Tesla Inc., US88160R1014

Tesla Model 3 von Tesla Inc. - Elektro-Bestseller setzt auf effizienten Antrieb

Veröffentlicht am: 05.08.2026 um 10:40 Uhr | Redaktionelle Verantwortung: Rafael Müller, Chefredakteur AD HOC NEWS

Tesla Model 3 verkauft sich weltweit sechsstellige Stückzahlen pro Quartal und bleibt eines der meistzugänglichen Elektroautos im Portfolio von Tesla Inc. Wer Tesla Inc. Aktien (ISIN US88160R1014) hält, sollte dieses Produkt kennen.

Geometrisches Bauhaus-Poster mit Auto-Silhouette, Batterie-Symbol und Schriftzug ENERGY
Bauhaus-Poster mit geometrischen Formen und dem Wort ENERGY repräsentiert Tesla Inc., ISIN US88160R1014, grafisch reduziert, Illustration mit AI erstellt.

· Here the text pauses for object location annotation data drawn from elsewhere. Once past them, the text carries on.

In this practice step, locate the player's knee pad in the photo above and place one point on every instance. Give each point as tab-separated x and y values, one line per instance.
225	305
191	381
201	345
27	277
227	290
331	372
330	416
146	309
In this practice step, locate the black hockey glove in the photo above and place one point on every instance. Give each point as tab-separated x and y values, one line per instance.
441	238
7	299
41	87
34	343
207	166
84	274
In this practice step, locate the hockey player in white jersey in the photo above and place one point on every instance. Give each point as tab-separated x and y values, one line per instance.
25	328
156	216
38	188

Das Tesla Model 3 steht an einem Sommertag auf einem Supercharger-Parkplatz, die glatte Aluminium-Ladeklappe schnappt satt zu, während ein Fahrer das Kabel mit einem kurzen Klacken einhängt. Das Cockpit bleibt auffallend ruhig, nur das große Zentraldisplay leuchtet den Innenraum in einem klaren Weiß. Das Kompakt-Limousinenmodell ist das Volumenfahrzeug von Tesla und prägt den Alltag vieler Pendler und Dienstwagenfahrer.

Was das Tesla Model 3 ausmacht

Das Tesla Model 3 ist eine vollelektrische Mittelklasse-Limousine mit fünf Sitzplätzen und einem fokussierten, reduzierten Innenraumdesign, das fast vollständig über einen 15-Zoll-Touchscreen gesteuert wird. Elon Musk, CEO von Tesla, bezeichnete das Fahrzeug mehrfach als Schlüsselprodukt für den Übergang zu breiter Elektromobilität. Die aktuelle Model-3-Generation bietet mehrere Antriebsvarianten, darunter Heckantrieb und Dual-Motor-Allrad.

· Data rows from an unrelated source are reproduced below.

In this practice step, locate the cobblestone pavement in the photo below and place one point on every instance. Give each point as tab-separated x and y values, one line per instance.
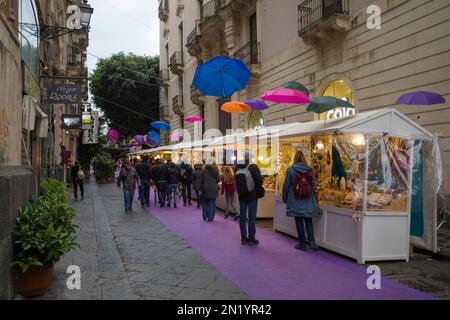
137	257
133	257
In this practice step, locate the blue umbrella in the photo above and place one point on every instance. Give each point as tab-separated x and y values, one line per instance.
153	139
221	77
160	125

Die Basisversion des Model 3 mit Heckantrieb verfügt laut Hersteller über eine geschätzte WLTP-Reichweite von rund 513 Kilometern, während das Model 3 Long Range mit Dual Motor Allradantrieb bis zu rund 629 Kilometer Reichweite ermöglicht. In der Variante Performance liegt der Schwerpunkt stärker auf Fahrdynamik, mit einer Beschleunigung von 0 auf 100 km/h in rund 3,1 Sekunden und einer Höchstgeschwindigkeit von etwa 261 km/h. Auf der offiziellen Produktseite beschreibt Tesla den Schwerpunkt des Fahrzeugs als Balance aus Effizienz, Sicherheit und Alltagstauglichkeit.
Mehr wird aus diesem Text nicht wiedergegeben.